Friday, September 11, 2015

5 Questions We Should Be Asking Presidential Candidates

by Douglas Obey, author of “Money & The Human Condition

apprentice donald trump

The presidential candidates are starting to define the issues important to them as they try to gain traction with voters but are those issues what are most important to Americans? Based on the candidates leading in the polls on the Republican side of the race it’s obvious that voters are looking for change and preferring straight talking, anti-Washington candidates. Hot topics have included Immigration, Iran, China and foreign policy in general, and jobs.

I feel the 5 most important questions we should be asking the presidential candidates are the following.

1. Where do you stand on lowering the corporate tax rate in the US?

Currently the US has a higher corporate tax rate (35%) than most if not all developed nations around the world. Lowering it would solve the problem of companies moving facilities offshore and repatriate much of the business that is already located in other countries. This would help create jobs and boost economic growth. Hong Kong has a 10% corporate tax rate. Is it any wonder they are the home to more corporate headquarters than anywhere else in the world?

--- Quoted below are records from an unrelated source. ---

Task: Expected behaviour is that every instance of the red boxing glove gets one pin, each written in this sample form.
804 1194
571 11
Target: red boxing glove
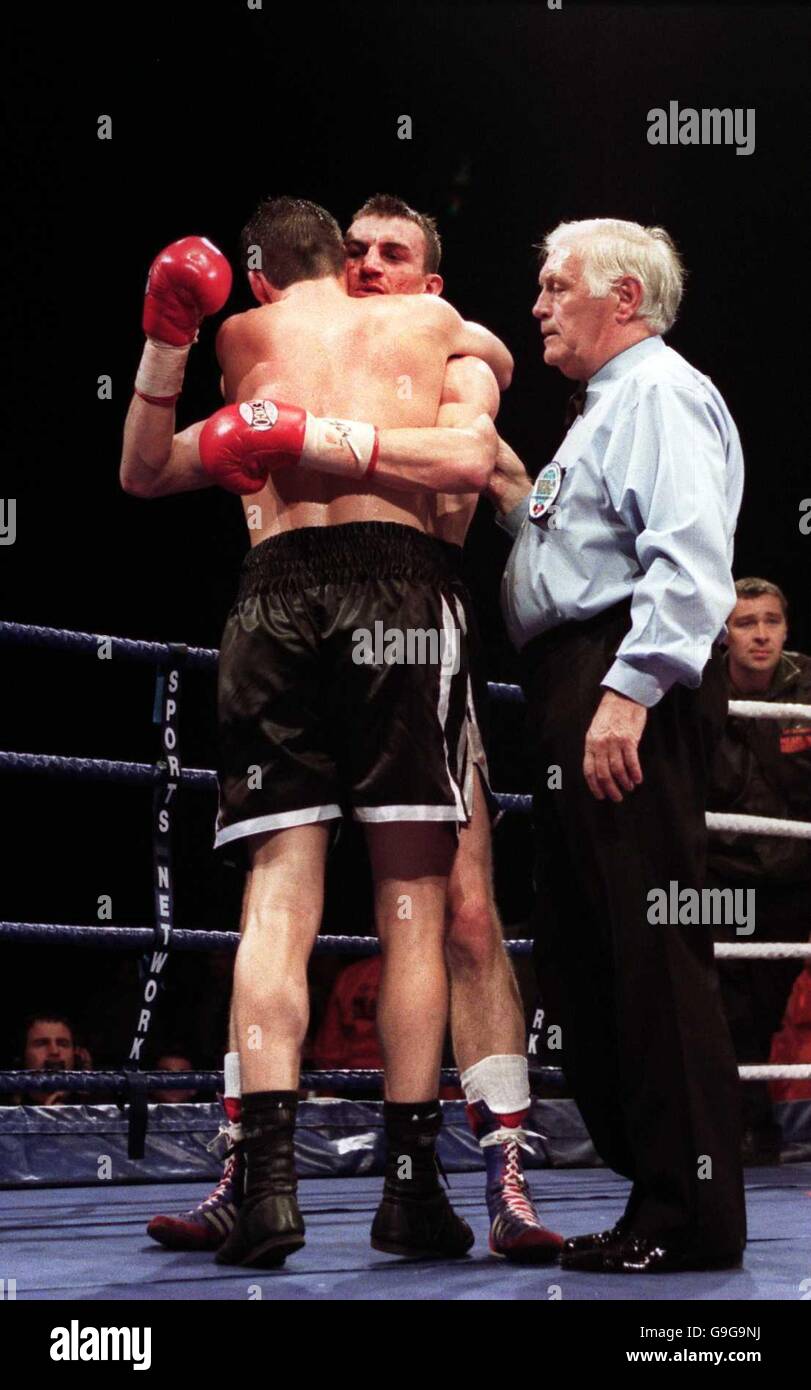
189 280
242 445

2. What immigration policy would you adopt to solve our illegal immigration problem?

Certainly the border has to be secured but the idea of deporting 11 million illegal immigrants is not only implausible but completely unacceptable to 72% of American’s polled. We need a policy that allows those illegal immigrants to remain here legally eliminating their exploitation from employers. However, we cannot allow them to burden our social benefits programs that they are not entitled to. We also need a program that does not leap frog them ahead of immigrants trying to come into our country legally. And finally we need to reform our current immigration process to make it easier for the best and brightest from around the world to immigrate here making our nation and economy even stronger with their contributions.

3. How would you reform welfare if at all?

Our welfare system is debilitating, not only for our country but also for its recipients. A handout to someone capable of doing for themselves destroys human innovation, initiative and incentive. Our country has an obligation to provide for those who cannot provide for themselves. including children, but should stop there. We should help people help themselves and end the handouts that too often are destroying families, perpetuating the cycle of welfare and eliminating people’s self determination. Too many of our inner cities are evidence of a failed welfare system in this country.

4. How would you keep social security from going bankrupt or bankrupting our country?

Social Security, Medicare and Prescription Drug programs are unsustainable in their present state. The estimates vary between $50 and $70 Trillion to provide the baby-boomers with the benefits they have been promised. You simply cannot tax the generations below the boomers enough to afford those benefits. Only a combination of growth, inflation and reform (means testing) will allow these programs to continue into the future without putting undo pressure (increased taxation) on the economy.

5. How would you make the ever increasing college tuition more affordable for America’s youth?

College is no longer an option. The competition for good paying jobs along with the needs of American industry requires a college education. The cost of the average private college tuition in the US is $31,231 for tuition and fees. That’s more than three times the cost for tuition for in-state public colleges, averaging $9.139. If eyeing an Ivy League college the least expensive tuition  is a mere $49,069 and that is for tuition and fees alone not counting room and board.

These costs are putting America’s youth in such debt, that they are postponing getting married, starting families and buying homes, having a negative trickle-down effect on the economy and that’s if they can find that big paying job they need to pay back their debt. This is creating an entire generation who’s purchasing power is crippled and thereby crippling economic growth in the US. All the while these colleges and universities enjoy the benefits of tax free status, contributing nothing to state or federal coffers, all the while watching their endowments compound exponentially.

 

Douglas Obey

Doug Obey has over 30 years experience helping people as a financial planner and investment advisor and is the author of “Money & The Human Condition“. Obey is also a self-made, successful entrepreneur and business owner who has acted as CFO and advisor to many other business owners.